The Advent Day with Martin Smith was just what I needed right now. The following are some thoughts that I jotted down. Note that these are not verbatim quotes from Martin. They represent reflections on what I heard, which may be quite different from what was actually said.

The theme of his three presentations was "Intimacy with God," or how to be "agents of the mystical core of the Gospel." Intimacy may seem to be a word that makes us uncomfortable. It's not a particularly biblical word. It is suggestive of the type of things that would most likely cause the more Puritan side of our personalities to begin frowning. Heaven forbid that anyone actually enjoy something, or even have a little fun.
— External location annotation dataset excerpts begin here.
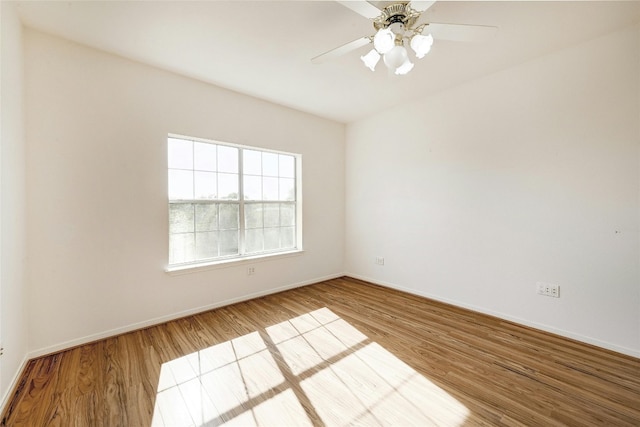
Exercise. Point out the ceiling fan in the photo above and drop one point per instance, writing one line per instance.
(399, 24)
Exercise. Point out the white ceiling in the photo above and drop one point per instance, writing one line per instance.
(263, 48)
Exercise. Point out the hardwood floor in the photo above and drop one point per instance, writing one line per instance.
(339, 352)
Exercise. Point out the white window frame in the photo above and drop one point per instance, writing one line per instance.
(242, 256)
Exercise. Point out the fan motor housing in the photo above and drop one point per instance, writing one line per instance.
(396, 13)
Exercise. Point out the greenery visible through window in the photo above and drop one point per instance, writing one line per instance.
(229, 201)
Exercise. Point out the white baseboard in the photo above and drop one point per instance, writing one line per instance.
(17, 375)
(520, 321)
(162, 319)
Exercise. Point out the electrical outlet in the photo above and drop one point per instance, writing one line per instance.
(548, 289)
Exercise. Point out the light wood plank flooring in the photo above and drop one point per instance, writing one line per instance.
(340, 352)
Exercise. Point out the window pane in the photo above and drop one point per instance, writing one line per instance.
(180, 218)
(227, 159)
(227, 186)
(205, 185)
(287, 166)
(252, 187)
(269, 164)
(229, 216)
(287, 189)
(228, 242)
(287, 214)
(287, 237)
(180, 154)
(254, 240)
(206, 245)
(271, 238)
(204, 157)
(271, 215)
(182, 248)
(252, 162)
(253, 215)
(180, 184)
(206, 217)
(270, 189)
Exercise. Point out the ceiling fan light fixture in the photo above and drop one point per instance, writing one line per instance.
(404, 68)
(421, 45)
(396, 57)
(371, 59)
(384, 40)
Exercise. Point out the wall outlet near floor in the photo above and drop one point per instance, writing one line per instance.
(548, 289)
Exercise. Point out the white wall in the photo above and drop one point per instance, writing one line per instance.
(527, 175)
(97, 197)
(13, 287)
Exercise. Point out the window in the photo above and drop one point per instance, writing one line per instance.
(229, 201)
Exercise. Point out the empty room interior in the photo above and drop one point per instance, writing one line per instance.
(319, 213)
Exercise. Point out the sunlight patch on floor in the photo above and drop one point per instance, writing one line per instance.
(316, 361)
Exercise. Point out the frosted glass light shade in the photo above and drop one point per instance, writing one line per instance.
(395, 57)
(404, 68)
(371, 59)
(421, 45)
(384, 40)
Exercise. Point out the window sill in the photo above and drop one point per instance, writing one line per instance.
(214, 265)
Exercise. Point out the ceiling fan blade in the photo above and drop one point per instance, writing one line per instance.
(461, 32)
(362, 7)
(341, 50)
(421, 5)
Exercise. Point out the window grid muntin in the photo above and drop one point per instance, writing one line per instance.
(240, 201)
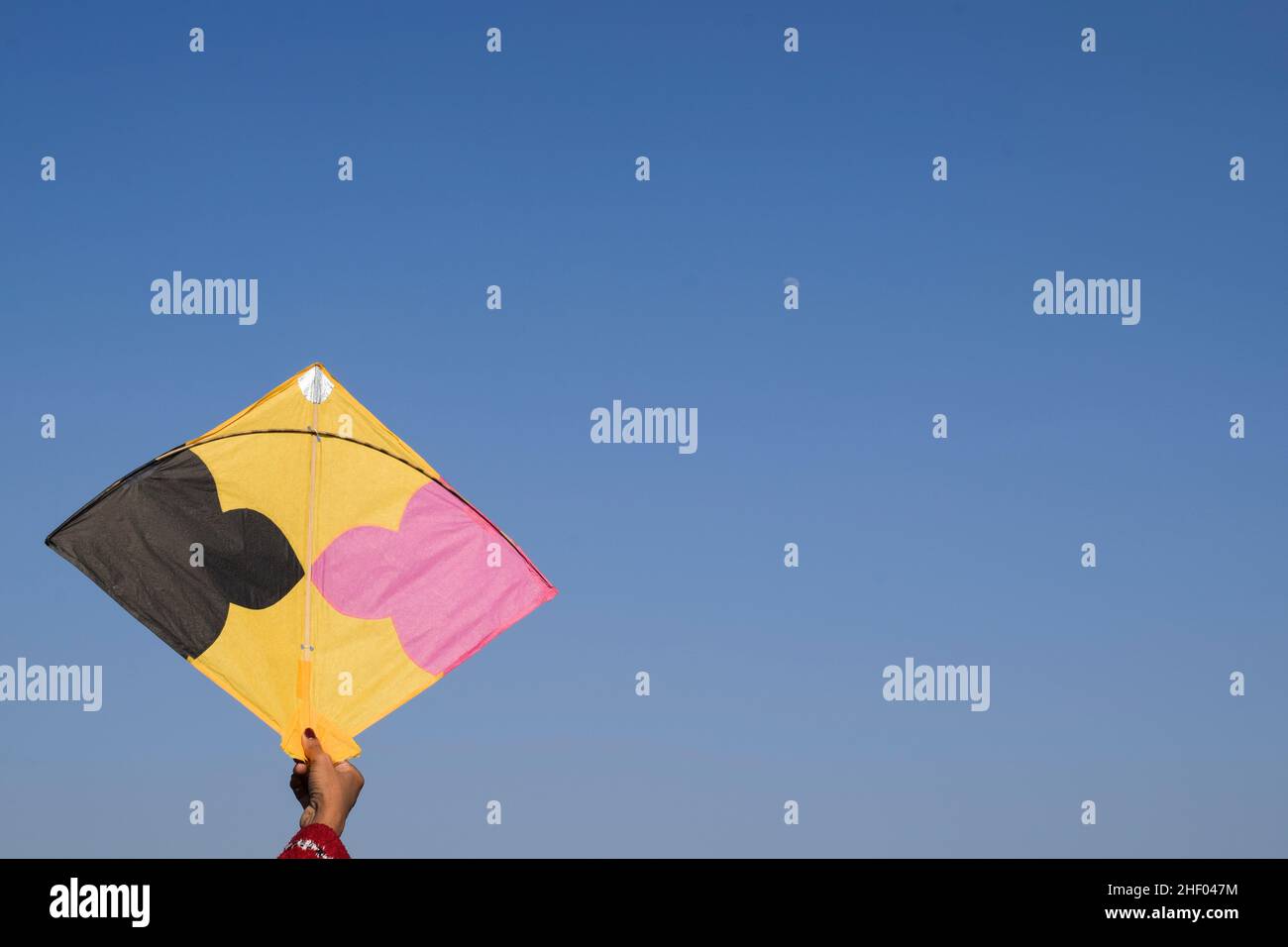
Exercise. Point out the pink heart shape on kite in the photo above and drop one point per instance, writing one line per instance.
(433, 579)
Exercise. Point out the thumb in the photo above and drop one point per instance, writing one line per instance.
(313, 751)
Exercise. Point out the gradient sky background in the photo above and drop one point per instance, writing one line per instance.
(814, 427)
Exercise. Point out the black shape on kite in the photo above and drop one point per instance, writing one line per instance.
(136, 543)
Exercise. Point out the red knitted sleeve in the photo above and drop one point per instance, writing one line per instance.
(314, 841)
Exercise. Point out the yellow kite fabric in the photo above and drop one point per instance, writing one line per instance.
(307, 561)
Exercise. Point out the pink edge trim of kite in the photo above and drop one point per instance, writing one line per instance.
(545, 596)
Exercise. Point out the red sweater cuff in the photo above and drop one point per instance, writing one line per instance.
(314, 841)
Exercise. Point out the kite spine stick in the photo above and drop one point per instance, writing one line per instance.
(304, 684)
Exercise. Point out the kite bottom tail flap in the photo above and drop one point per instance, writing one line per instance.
(339, 745)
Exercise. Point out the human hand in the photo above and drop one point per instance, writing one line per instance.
(326, 789)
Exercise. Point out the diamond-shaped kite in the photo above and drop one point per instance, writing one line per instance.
(307, 561)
We've talked before about asking ourselves, on a regular basis, preferably each morning when we wake up, an essential question; "What do you want?" By articulating our desires, by envisioning them in our minds, we take the first step in making them become concrete realities. Beyond that, we enter the day fully conscious of those longings that are the underlying driving force behind much of what we will do and say.

I've suggested that the answer to that question needs to be as particular as possible. But, if we dig deep enough, I think there is a desire that we all share; we want to love, and we want to be loved. We share a longing for intimacy.
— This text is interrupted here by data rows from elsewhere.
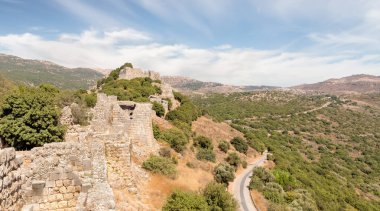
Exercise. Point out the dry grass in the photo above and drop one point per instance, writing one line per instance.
(193, 179)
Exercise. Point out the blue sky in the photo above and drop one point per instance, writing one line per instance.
(248, 42)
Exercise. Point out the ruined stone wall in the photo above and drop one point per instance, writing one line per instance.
(131, 73)
(140, 131)
(61, 175)
(59, 191)
(10, 180)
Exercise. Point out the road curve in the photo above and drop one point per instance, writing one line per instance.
(240, 185)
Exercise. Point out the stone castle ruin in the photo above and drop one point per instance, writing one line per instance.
(81, 173)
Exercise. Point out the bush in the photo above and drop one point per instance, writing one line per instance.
(159, 109)
(160, 165)
(218, 198)
(181, 200)
(203, 142)
(240, 144)
(224, 173)
(233, 159)
(206, 154)
(224, 146)
(244, 164)
(137, 89)
(187, 112)
(176, 138)
(29, 118)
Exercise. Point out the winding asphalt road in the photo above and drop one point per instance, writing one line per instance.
(240, 185)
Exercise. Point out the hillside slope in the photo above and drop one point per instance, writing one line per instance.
(35, 72)
(351, 84)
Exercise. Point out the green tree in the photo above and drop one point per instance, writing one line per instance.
(224, 146)
(29, 118)
(218, 198)
(203, 142)
(186, 201)
(160, 165)
(233, 159)
(224, 173)
(240, 144)
(206, 154)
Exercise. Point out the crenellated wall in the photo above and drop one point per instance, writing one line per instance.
(81, 173)
(131, 73)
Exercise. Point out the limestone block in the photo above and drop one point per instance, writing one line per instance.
(67, 182)
(62, 189)
(86, 187)
(59, 197)
(68, 196)
(51, 198)
(71, 189)
(38, 185)
(62, 204)
(59, 183)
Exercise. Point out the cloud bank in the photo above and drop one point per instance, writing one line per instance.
(225, 64)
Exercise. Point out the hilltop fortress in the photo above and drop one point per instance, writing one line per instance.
(82, 172)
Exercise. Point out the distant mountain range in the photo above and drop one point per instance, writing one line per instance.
(351, 84)
(189, 85)
(35, 72)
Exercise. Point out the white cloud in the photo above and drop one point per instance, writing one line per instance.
(88, 13)
(224, 64)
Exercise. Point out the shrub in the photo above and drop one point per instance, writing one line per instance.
(165, 152)
(285, 179)
(203, 142)
(233, 159)
(224, 146)
(137, 89)
(218, 198)
(176, 138)
(29, 118)
(244, 164)
(181, 200)
(187, 112)
(206, 154)
(240, 144)
(224, 173)
(158, 108)
(160, 165)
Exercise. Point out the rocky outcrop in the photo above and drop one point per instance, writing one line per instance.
(131, 73)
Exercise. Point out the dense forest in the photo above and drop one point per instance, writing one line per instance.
(325, 148)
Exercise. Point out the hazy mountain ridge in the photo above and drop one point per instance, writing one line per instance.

When we talk about this longing for intimacy, it is essential that we include the shadow side of this longing. Intimacy includes ambivalence, fear, resistance and avoidance. If we become vulnerable enough to allow another to love us, and for us to return that love, we may get hurt. We may be rejected. We're not sure we can deal with that, especially if the one spurning us is the living God.

Sometimes we sabotage these moments of intimacy, without even consciously knowing we're doing it. The conversation gets too personal, and we quickly change the subject. Someone mentions God, and we get uncomfortable, and launch into a discussion of the advantages of vinyl siding.
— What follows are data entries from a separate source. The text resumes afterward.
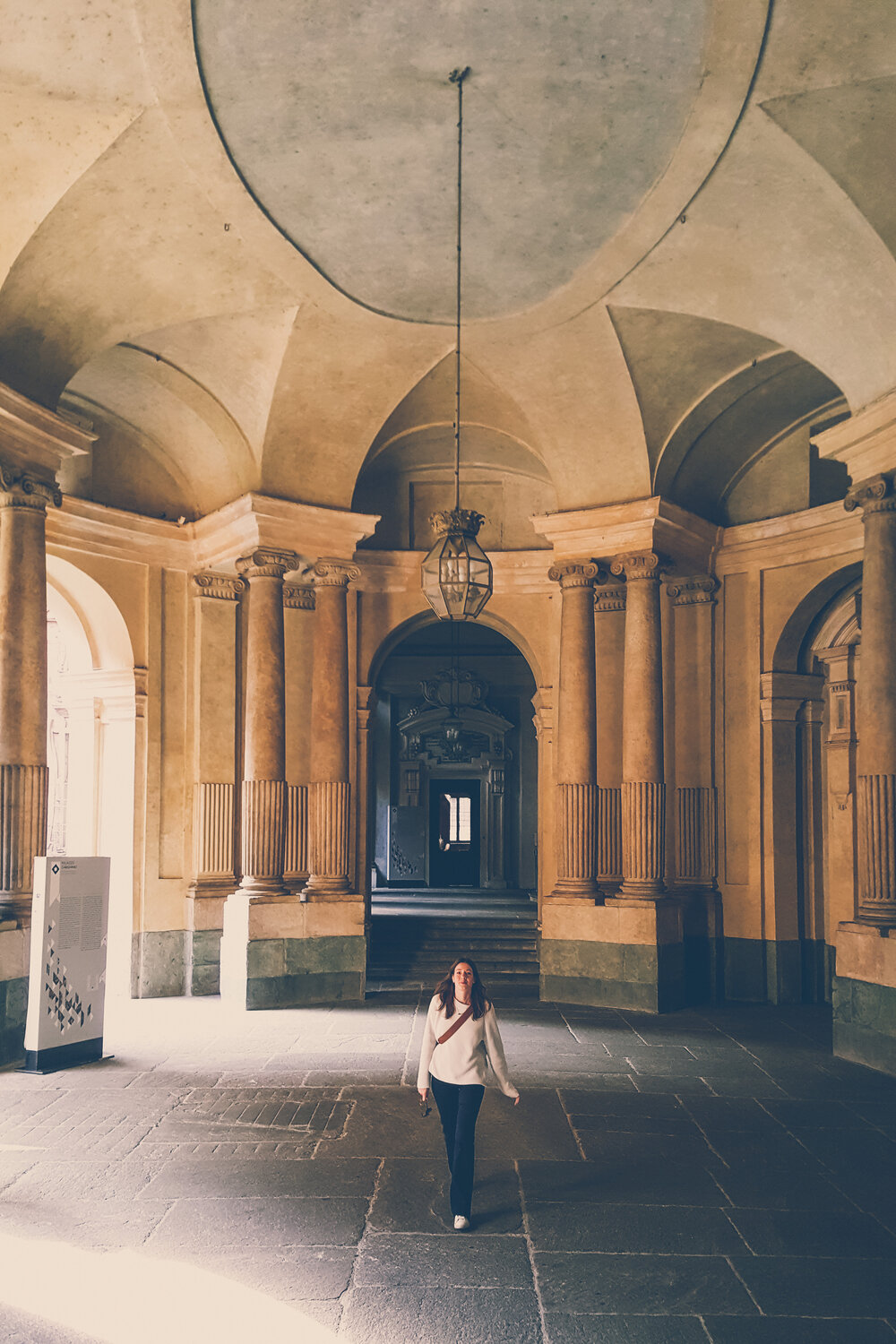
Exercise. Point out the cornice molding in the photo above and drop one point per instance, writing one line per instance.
(573, 574)
(610, 599)
(220, 586)
(874, 495)
(640, 564)
(700, 589)
(265, 562)
(298, 597)
(35, 438)
(257, 521)
(866, 443)
(648, 524)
Here's the point that I think we need to let sink in:

Often, the Church facilitates and becomes the means of avoiding intimacy with God. Let's talk about biblical interpretation, the capital fund, getting new hymnals, when to genuflect and when to bow...anything but our experiences of being in the presence of the living God.

I think this avoidance has become even more pronounced in the last few years. I find myself much more on guard when I talk about God. I don't want to offend someone by being too "liberal" or too "conservative," depending on the topic. We've become so polarized that talking about personal experiences of God often feels like walking on egg shells.

But, as agents of the mystical core of the Gospel, we are called to "lean right into the painfulness of this resistance." The pain of ministry cannot be avoided.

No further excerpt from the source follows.